13000 e^.06t = 26000
e^.06t = 2
take ln of both sides
ln e^.06t = ln 2
.06t ln e = ln2 , but lne = 1
t = ln2/.06
= appr 11.55
To find out how long it will take for an investment to double with continuous compounding, you can use the formula for continuous compound interest:
A = P*e^(rt)
where:
A = the final amount (double the initial investment)
P = the principal amount (initial investment)
e = Euler's number (approximately 2.71828)
r = the interest rate (in decimal form)
t = the time (in years)
In this case, P = $13,000 and r = 6%/year = 0.06/year. We need to solve for t.

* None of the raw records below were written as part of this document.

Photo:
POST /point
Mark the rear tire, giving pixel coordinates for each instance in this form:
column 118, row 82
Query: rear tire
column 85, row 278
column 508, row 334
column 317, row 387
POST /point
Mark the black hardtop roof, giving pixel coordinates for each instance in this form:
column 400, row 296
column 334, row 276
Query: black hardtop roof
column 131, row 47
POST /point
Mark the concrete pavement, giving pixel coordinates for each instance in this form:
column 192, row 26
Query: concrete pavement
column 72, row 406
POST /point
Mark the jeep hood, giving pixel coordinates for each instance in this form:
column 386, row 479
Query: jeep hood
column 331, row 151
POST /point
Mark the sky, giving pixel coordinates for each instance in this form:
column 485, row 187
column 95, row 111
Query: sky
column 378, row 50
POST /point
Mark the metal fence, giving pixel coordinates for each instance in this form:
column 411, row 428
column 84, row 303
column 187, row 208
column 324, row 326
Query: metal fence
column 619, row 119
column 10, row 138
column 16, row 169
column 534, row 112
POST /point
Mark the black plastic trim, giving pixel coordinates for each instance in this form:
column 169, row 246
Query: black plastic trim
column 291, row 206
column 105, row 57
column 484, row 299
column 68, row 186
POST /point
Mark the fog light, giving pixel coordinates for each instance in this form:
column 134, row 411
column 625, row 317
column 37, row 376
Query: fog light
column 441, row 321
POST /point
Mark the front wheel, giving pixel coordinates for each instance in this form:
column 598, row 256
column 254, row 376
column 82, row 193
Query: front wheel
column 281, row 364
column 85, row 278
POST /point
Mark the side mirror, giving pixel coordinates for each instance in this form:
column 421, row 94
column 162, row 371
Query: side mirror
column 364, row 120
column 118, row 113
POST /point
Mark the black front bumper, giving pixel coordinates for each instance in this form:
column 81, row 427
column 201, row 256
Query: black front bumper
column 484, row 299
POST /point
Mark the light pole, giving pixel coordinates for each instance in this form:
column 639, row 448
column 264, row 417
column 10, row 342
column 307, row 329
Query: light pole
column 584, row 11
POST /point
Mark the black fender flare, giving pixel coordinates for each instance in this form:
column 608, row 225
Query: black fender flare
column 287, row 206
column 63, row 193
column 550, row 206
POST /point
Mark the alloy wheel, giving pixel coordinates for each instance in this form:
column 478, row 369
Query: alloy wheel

Substituting these values into the formula, we get:
2P = P*e^(0.06t)
Next, we can simplify the equation by canceling out P on both sides:
2 = e^(0.06t)
To solve for t, we need to isolate the variable. Taking the natural logarithm (ln) of both sides:
ln(2) = ln(e^(0.06t))
ln(2) = 0.06t*ln(e)
Since ln(e) is equal to 1, we have:
ln(2) = 0.06t
Now, divide both sides by 0.06:
t = ln(2)/0.06
Using a calculator, we find:
t ≈ 11.55 years
Therefore, it will take approximately 11.55 years for an investment of $13,000 to double with an interest rate of 6% per year compounded continuously.